All of us will, from time-to-time, find ourselves in a difficult situation. Often when we get into a tough spot we find ourselves stuck. It often takes a great deal of energy and attention to extract yourself from a difficult situation. Sometimes you can find yourself wondering whether it’s worth the effort. Counselors tell us that change only happens when the pain of staying the same is greater than the pain of change. In the world of our emotions, it seems, we’re all economists who engage in a cost/benefit analysis.

I read an interesting post linked from Lifehacker. Niall Doherty explores how the Stockdale Paradox can help us overcome difficult situations. The term refers to mental strategy employed by Admiral James Stockdale while a prisoner of war (during the Vietnam conflict). Stockdale held in tension two things: (1) a realistic appraisal of his present situation and (2) an unfaltering hope that he would overcome the ordeal. Jim Collins unpacks the paradox in Good to Great:

You must retain hope that you will prevail in the end, regardless of the difficulties….And, at the same time…You must confront the most brutal facts of your current reality, whatever they might be.

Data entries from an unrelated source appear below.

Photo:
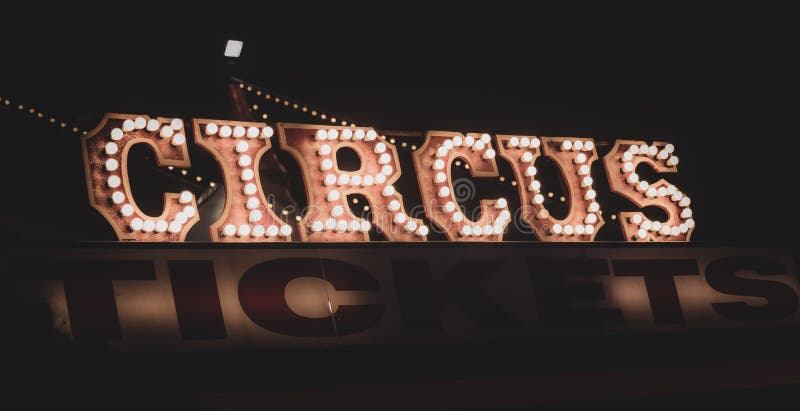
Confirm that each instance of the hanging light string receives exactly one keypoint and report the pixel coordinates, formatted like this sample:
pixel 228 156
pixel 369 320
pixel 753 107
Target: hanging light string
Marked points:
pixel 7 104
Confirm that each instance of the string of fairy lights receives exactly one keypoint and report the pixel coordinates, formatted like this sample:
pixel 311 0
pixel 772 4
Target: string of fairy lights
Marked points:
pixel 259 96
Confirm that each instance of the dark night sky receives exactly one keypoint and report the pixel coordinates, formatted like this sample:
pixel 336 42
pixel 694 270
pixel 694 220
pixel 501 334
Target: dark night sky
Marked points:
pixel 722 92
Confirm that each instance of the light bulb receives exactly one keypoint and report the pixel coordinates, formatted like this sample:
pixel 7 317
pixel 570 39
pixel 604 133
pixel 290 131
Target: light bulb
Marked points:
pixel 161 226
pixel 166 132
pixel 126 210
pixel 136 224
pixel 326 164
pixel 252 203
pixel 247 174
pixel 112 164
pixel 114 181
pixel 365 226
pixel 258 231
pixel 111 148
pixel 148 226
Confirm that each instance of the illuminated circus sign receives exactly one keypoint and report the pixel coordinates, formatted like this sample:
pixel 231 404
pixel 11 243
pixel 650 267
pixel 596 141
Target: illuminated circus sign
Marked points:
pixel 239 146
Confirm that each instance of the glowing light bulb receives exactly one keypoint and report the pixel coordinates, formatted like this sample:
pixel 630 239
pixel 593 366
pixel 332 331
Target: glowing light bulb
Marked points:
pixel 114 181
pixel 112 164
pixel 161 226
pixel 126 210
pixel 117 134
pixel 255 216
pixel 136 224
pixel 111 148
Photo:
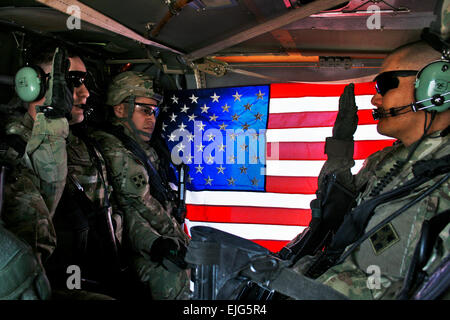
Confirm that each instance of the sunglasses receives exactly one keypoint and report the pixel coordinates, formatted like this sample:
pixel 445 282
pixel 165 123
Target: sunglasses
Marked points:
pixel 76 79
pixel 147 109
pixel 389 80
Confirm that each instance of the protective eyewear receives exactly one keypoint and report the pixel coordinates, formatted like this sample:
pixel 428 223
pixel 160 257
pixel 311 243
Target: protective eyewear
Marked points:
pixel 389 80
pixel 147 109
pixel 76 79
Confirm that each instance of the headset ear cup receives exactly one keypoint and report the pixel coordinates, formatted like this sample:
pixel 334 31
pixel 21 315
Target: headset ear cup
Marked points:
pixel 433 85
pixel 30 83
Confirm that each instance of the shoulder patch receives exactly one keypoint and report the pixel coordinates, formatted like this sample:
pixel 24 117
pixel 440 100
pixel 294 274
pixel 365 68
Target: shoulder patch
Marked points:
pixel 384 238
pixel 138 180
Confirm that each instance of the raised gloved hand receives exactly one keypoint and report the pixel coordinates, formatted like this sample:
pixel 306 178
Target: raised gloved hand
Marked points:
pixel 170 249
pixel 347 118
pixel 59 97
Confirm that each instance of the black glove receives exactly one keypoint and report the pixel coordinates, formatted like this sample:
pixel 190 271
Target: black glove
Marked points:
pixel 347 118
pixel 170 249
pixel 59 97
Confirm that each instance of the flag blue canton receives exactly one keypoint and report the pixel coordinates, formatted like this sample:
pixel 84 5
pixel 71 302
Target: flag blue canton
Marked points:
pixel 220 134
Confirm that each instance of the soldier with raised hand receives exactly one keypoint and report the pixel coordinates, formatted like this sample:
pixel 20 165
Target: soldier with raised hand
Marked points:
pixel 139 176
pixel 374 253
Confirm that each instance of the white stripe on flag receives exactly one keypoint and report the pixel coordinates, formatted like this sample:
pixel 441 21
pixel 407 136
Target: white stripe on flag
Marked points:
pixel 363 132
pixel 314 104
pixel 251 199
pixel 301 168
pixel 252 231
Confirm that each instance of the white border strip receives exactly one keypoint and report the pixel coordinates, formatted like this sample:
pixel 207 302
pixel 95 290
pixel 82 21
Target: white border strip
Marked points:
pixel 319 134
pixel 250 199
pixel 252 231
pixel 314 104
pixel 301 168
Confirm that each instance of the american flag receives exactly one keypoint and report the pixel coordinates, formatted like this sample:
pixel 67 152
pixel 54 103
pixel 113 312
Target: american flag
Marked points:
pixel 254 153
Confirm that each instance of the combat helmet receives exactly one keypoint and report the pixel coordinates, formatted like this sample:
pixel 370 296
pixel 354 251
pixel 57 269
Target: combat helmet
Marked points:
pixel 126 87
pixel 131 83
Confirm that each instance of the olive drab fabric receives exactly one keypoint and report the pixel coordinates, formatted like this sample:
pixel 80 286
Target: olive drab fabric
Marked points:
pixel 57 157
pixel 35 183
pixel 377 268
pixel 21 275
pixel 130 83
pixel 145 219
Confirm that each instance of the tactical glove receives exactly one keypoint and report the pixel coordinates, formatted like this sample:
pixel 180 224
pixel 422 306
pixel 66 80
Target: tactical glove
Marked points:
pixel 347 118
pixel 59 97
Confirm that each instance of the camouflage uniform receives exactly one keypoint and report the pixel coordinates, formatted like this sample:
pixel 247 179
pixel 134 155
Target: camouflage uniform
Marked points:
pixel 35 183
pixel 392 249
pixel 53 159
pixel 145 218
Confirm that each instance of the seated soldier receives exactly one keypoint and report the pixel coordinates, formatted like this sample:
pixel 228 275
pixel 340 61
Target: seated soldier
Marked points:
pixel 80 217
pixel 396 235
pixel 141 188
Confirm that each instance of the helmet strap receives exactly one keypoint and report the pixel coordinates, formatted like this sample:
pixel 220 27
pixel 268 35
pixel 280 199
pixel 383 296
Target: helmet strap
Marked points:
pixel 129 119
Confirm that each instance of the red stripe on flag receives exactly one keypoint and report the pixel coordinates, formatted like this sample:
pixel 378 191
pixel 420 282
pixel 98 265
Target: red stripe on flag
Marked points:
pixel 315 150
pixel 272 245
pixel 298 90
pixel 261 215
pixel 302 185
pixel 312 119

There are twin dangers when confronting a difficult situation. The first is unbridled optimism. The second is unbridled pessimism. 

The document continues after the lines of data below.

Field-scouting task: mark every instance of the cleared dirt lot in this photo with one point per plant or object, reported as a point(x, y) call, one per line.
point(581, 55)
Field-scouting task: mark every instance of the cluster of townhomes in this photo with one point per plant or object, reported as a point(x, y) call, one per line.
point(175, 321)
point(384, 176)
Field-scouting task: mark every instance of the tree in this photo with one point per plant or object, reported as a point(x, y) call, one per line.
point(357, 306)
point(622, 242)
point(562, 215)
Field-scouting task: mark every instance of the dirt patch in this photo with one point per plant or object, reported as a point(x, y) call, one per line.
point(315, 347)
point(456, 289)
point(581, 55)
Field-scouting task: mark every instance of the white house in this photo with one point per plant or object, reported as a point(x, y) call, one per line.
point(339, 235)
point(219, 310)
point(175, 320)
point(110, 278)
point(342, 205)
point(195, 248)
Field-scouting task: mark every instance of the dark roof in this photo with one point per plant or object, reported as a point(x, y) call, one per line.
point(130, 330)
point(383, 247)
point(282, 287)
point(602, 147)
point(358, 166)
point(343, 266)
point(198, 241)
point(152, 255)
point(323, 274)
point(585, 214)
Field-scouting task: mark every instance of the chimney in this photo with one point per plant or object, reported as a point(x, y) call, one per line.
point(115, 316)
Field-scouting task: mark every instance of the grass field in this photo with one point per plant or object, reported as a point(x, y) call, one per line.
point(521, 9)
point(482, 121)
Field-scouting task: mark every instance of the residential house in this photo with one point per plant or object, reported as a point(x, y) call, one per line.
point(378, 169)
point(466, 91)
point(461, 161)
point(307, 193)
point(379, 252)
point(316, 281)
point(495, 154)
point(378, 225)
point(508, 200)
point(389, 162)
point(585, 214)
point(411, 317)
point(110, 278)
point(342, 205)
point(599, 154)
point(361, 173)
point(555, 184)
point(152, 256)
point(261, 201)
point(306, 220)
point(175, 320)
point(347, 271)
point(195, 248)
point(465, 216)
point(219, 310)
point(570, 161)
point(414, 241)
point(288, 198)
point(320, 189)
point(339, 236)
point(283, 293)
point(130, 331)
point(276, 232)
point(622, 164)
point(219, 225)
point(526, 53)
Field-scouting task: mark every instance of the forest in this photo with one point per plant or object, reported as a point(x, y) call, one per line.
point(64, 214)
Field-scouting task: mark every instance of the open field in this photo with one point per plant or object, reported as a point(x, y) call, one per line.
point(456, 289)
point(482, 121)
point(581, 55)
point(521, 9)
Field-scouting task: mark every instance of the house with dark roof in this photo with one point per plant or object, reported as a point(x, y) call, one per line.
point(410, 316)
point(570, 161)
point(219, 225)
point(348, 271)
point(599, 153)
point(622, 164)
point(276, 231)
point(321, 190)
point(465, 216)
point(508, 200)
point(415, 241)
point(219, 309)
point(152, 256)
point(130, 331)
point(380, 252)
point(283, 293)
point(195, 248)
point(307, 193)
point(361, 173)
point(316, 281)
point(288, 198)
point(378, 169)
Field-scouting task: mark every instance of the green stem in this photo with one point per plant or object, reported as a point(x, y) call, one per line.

David Allen quotes Yvon Chouinard in Getting Things Done:

There’s no difference between a pessimist who says, “Oh, it’s hopeless, so don’t bother doing anything,” and an optimist who says, “Don’t bother doing anything, it’s going to turn out fine anyway.” Either way, nothing happens.


I think that pretty much sums it up. Lying to yourself might make you feel better for a little while, but in the end it will destroy you. When things don’t turn out fine because you didn’t apply yourself to addressing the problem in a realistic way, you will come one step closer to losing hope.

It’s far better to admit to yourself that things are not as you would wish–you’re in a tough spot. Admit it. Own it. Then, apply yourself to reasonable plan to extract yourself from it.